My previous workflow in my personal project was like this:
git checkout -b awesome-feature
- Edit file
git add .; git commit -m 'created awesome feature'
git push origin awesome-feature
-
hub pull-request
Using hub command - Open GitHub PR page
- Press the "Merge Button"
Although I use some alias in Git, Open GitHub PR page
and Press the "Merge Button"
are stressful task. I cannot be patient of browser loading!
Basically, I don't need to review my own Pull Request for my personal project, so I create a tiny function to merge Pull Request from command line:
function merge
set repo (pwd | perl -pe 's#.+github.com/##')
curl \
-XPUT \
-H "Authorization: token $GITHUB_TOKEN" \
https://api.github.com/repos/$repo/pulls/$argv[1]/merge
end
Use that command like this:
merge 22
Quite simple.
It assumes that you are in /path/to/github.com/user/repo
. You can also use git remote -v
to get current directory's repository info.

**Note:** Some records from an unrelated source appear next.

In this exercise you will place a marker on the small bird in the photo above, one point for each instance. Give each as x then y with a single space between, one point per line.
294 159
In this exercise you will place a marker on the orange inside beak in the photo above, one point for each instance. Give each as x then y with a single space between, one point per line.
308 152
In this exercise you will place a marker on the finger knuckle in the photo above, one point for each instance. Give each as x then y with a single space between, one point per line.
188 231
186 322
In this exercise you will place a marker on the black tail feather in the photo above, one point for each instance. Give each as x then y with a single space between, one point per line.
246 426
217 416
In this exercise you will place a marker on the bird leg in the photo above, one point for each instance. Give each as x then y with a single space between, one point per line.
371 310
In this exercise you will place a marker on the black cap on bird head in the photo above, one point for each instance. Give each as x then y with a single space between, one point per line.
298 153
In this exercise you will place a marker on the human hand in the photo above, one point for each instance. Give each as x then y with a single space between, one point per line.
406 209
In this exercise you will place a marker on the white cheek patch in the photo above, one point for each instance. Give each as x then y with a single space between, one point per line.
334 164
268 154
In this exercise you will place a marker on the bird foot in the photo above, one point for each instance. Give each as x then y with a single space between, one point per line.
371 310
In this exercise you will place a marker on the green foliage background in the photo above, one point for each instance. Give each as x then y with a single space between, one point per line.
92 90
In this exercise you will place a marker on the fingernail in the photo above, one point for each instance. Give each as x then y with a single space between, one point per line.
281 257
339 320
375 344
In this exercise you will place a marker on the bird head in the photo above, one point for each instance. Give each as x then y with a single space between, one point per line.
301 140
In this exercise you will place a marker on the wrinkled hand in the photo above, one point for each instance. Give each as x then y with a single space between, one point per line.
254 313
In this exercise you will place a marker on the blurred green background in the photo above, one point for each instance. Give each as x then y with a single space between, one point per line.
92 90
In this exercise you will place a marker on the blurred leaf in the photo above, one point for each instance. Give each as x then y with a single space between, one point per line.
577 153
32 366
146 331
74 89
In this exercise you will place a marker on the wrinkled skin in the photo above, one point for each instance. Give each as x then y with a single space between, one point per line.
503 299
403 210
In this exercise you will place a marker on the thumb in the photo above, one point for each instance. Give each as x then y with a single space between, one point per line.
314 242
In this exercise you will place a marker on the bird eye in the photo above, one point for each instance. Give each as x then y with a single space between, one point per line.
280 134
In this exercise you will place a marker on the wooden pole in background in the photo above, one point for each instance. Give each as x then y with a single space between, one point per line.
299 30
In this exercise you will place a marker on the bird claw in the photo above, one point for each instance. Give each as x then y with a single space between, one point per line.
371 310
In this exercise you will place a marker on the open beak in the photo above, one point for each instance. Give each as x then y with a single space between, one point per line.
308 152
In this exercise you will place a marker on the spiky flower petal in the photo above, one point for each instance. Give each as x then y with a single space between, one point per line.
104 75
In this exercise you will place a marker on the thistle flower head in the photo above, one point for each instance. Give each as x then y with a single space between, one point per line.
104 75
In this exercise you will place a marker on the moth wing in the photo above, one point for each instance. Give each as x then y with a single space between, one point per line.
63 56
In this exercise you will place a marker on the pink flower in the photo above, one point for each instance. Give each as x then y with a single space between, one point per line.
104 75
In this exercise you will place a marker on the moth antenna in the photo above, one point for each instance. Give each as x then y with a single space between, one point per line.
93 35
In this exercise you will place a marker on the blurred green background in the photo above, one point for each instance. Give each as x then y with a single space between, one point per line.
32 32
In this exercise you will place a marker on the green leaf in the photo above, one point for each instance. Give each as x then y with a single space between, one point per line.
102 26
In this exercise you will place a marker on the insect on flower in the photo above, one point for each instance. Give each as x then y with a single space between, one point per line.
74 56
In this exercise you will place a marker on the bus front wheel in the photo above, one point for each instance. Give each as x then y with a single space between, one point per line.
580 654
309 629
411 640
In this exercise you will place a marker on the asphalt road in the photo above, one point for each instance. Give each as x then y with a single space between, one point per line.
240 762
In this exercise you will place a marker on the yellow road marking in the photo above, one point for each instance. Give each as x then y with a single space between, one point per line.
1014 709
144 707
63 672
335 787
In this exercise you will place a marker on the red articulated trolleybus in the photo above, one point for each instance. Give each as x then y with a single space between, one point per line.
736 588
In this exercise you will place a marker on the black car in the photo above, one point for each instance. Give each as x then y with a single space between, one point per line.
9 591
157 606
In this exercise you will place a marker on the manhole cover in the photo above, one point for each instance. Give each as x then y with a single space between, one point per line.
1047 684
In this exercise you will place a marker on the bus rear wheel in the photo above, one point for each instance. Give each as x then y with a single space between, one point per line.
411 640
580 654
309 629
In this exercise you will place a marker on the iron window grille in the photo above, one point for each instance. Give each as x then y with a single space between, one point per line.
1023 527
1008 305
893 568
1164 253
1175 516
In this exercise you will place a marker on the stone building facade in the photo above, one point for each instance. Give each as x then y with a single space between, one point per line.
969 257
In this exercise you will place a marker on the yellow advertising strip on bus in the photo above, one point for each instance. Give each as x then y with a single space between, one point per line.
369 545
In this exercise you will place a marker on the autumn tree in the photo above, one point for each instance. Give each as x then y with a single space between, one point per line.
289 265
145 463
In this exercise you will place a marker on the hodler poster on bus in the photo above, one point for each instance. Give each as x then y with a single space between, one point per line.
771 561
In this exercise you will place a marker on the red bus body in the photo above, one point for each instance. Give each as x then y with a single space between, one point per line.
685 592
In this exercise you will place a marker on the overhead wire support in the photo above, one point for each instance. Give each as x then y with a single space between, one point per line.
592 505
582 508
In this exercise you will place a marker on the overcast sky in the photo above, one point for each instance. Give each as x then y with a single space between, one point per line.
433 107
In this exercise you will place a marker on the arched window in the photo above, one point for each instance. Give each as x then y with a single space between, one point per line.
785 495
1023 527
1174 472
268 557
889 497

I publish my dotfiles to GitHub, so I made GITHUB_TOKEN
environment variable, which is very sensitive info.
Top comments (8)
You do realize that if you do the merge locally and push the commits to the GitHub remote, the pull request will say merged?
Yeah... I forgot the feature! Haha
is enough! Thanks.
Hi Jay, I'm having an issue on that note actually, I did the following on my side:
git checkout feature
git checkout master
git merge --squash feature
git commit -m "Merged feature by squash"
git push origin master
git push --delete feature
But the original PR created still says OPEN, not merged... could this be because I also deleted the related branch?? I was expecting to be as easy as you said...
yeah or just merge the branch locally.. heh.
Interesting tool! But if you're working alone and no one is going to review the code, then why not avoid the PR process and merge/commit directly into the main branch?
Always pushing to master is okay, but I want to log my work explicitly.
And if I develop my own OSS, lots of pull request is good for the project insights, as it looks development is active.
What do you mean by log your work explicitly? You can still create your feature branches and merge them to master. Or am I missing something?
IMHO development will still look active if you update your project regularly, without needing to do PRs if you're the only developer.
I mean, people can follow code changes by looking at PRs of the repository.
Yes, as you said we don't have to create each PRs if I'm the only developer.
However, I sometimes want to do self-review on GitHub.